Bug 464754 – Pronunciation dictionary checks should be case insensitive.

After an evaluation, GNOME has moved from Bugzilla to GitLab. Learn more about GitLab.
No new issues can be reported in GNOME Bugzilla anymore.
To report an issue in a GNOME project, go to GNOME GitLab.
Do not go to GNOME Gitlab for: Bluefish, Doxygen, GnuCash, GStreamer, java-gnome, LDTP, NetworkManager, Tomboy.

Bug 464754 - Pronunciation dictionary checks should be case insensitive.


Summary:	Pronunciation dictionary checks should be case insensitive.


Status:	RESOLVED FIXED

Product:	orca
Classification:	Applications
Component:	general
Version:	2.19.x
Hardware:	Other Linux

Importance:	Normal enhancement
Target Milestone:	2.22.0
Assigned To:	Rich Burridge
QA Contact:	Orca Maintainers

URL:
Whiteboard:

Depends on:
Blocks:

Reported:	2007-08-08 16:30 UTC by Rich Burridge
Modified:	2008-07-22 19:32 UTC

See Also:
GNOME target:	---
GNOME version:	---

Attachments
Patch to hopefully fix this. (2.65 KB, patch) 2007-08-08 19:18 UTC, Rich Burridge	none	Details \| Review
Revised patch. (7.99 KB, patch) 2007-08-13 18:27 UTC, Rich Burridge	none	Details \| Review
Second revised patch. (9.33 KB, patch) 2007-08-13 21:26 UTC, Rich Burridge	none	Details \| Review
Fourth version. (9.28 KB, patch) 2007-08-14 15:01 UTC, Rich Burridge	committed	Details \| Review

Description Rich Burridge 2007-08-08 16:30:42 UTC

We are going to need to make the checks for entries in the pronunciation
diction case insensitive. For example, the "strikethrough" entry
(which gets replaced with "strike through") might occur at the
beginning of a sentence, in which case the first letter in capitalized.
For that case, it's not going to currently match against the "strikethrough"
entry in the pronunciation dictionary.

Comment 1 Rich Burridge 2007-08-08 19:18:50 UTC

Created attachment 93304 [details] [review]
Patch to hopefully fix this.

Not committed yet.
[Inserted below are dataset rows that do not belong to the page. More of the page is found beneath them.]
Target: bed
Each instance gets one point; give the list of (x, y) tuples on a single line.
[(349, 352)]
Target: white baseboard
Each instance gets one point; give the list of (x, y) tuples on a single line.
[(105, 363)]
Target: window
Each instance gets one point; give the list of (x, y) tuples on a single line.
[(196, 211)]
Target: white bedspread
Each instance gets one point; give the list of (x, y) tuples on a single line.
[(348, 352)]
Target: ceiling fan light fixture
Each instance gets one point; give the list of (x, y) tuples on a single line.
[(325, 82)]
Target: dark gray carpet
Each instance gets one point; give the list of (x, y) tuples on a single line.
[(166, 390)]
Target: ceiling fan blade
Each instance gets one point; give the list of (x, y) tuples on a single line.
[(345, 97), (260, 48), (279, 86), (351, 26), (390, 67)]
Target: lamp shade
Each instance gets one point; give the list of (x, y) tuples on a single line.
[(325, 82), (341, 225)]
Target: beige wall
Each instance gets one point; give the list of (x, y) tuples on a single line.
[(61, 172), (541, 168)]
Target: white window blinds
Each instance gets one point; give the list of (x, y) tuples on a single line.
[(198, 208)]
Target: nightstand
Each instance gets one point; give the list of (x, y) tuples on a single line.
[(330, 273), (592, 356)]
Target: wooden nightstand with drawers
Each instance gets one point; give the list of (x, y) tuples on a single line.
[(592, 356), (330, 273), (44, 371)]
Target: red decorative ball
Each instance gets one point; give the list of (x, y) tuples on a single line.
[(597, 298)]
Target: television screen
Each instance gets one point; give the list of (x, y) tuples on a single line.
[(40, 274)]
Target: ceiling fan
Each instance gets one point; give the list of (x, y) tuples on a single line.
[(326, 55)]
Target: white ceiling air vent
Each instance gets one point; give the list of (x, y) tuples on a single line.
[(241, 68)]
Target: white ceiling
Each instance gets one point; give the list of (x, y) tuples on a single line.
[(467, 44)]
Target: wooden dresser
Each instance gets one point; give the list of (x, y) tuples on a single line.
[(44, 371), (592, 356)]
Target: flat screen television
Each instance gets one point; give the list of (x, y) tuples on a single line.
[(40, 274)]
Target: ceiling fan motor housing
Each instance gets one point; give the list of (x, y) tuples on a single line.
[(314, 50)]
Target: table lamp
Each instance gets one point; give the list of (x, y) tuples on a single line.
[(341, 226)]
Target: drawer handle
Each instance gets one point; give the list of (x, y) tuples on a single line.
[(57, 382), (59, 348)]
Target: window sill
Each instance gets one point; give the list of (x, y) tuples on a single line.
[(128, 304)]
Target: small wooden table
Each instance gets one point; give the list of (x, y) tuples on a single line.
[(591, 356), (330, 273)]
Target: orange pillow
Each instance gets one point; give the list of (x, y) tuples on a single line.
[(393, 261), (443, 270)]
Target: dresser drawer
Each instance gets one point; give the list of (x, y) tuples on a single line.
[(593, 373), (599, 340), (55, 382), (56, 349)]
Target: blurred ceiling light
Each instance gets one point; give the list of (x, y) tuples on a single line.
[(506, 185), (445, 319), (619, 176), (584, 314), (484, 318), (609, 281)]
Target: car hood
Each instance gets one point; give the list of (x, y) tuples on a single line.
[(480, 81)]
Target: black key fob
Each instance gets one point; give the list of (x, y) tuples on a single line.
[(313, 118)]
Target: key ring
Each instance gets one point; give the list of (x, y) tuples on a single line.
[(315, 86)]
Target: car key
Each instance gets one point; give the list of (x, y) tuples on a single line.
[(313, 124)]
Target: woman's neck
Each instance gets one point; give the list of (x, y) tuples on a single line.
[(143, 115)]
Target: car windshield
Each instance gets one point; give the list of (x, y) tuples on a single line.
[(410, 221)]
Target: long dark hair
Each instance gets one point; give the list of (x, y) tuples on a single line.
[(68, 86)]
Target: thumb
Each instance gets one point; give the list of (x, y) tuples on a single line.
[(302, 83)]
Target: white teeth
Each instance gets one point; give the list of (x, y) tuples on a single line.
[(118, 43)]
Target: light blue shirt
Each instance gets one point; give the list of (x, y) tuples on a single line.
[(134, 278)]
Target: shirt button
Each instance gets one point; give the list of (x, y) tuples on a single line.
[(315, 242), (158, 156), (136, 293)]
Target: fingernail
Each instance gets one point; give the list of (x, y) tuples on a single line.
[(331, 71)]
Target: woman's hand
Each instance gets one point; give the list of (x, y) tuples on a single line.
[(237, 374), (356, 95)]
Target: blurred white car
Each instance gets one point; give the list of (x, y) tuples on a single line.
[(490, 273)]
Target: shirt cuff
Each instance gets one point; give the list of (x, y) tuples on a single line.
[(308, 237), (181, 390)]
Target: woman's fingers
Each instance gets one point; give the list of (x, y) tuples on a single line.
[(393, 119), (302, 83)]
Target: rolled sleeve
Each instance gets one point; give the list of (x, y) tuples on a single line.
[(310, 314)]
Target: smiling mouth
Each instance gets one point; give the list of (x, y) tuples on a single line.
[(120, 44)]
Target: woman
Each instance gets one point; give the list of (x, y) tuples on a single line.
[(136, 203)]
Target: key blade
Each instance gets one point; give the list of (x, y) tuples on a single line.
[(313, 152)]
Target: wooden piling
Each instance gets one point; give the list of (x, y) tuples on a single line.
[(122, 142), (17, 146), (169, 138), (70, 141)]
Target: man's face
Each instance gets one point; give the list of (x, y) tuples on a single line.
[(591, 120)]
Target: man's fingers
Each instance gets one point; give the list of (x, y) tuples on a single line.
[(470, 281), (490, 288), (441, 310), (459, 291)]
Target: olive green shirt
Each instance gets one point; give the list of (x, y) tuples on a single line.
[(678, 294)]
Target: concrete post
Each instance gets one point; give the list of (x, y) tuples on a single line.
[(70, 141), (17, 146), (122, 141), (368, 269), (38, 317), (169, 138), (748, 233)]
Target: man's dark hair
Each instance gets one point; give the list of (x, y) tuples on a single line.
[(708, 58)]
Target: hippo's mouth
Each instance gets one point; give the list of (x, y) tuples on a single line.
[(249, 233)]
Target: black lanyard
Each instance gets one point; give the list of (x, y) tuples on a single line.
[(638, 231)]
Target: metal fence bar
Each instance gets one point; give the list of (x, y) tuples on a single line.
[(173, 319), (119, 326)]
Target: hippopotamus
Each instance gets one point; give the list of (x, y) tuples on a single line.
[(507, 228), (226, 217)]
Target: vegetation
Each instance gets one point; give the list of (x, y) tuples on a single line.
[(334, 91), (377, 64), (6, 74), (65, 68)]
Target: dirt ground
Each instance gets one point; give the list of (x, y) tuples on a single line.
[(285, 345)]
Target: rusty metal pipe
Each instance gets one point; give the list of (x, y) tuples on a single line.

Patch is against SVN HEAD, although if it's
what we want, then there is no reason why it couldn't be applied
to the gnome-2-20 as well.

Comment 2 Joanmarie Diggs (IRC: joanie) 2007-08-09 07:33:55 UTC

I'm wondering if, instead of altering the entries written by the user, we want to just be sure that we alter the strings prior to doing the comparison.  Mostly this is minor:  If I typed the actual word in all caps (like I would an acronym) or used an initial cap (like I would a name), I would prefer it remain that way the next time I look at the dictionary.  However, I stumbled across an interesting/more significant case:   

Enter JOSÉ as the actual word, come up with a replacement string, press OK, then quit and restart Orca.  Results:

Actual word becomes: josÉ

In addition, the replacement string is not used for any of the following:

JOSÉ
José
josé
josÉ <-- surprised me

If you enter the actual string as José, the replacement string works for all four of the above variants.

Comment 3 Rich Burridge 2007-08-09 11:17:02 UTC

> I'm wondering if, instead of altering the entries written by the user, we want
> to just be sure that we alter the strings prior to doing the comparison.

I'm not sure I follow you. What do you mean by "just be sure that we alter 
the strings prior to doing the comparison"? The attached patch I believe does
that, but in order to successfully do a comparison with potential pronunciation
dictionary entries, then the keys for that dictionary need to be in lower
case too.

> However, I stumbled across an interesting/more significant case:

Yup. That's a biggie. I've no idea what the best way of solving that problem is.

Comment 4 Willie Walker 2007-08-09 12:24:34 UTC

> I'm wondering if, instead of altering the entries written by the user, we want
> to just be sure that we alter the strings prior to doing the comparison. 
> Mostly this is minor:  If I typed the actual word in all caps (like I would an
> acronym) or used an initial cap (like I would a name), I would prefer it remain
> that way the next time I look at the dictionary. 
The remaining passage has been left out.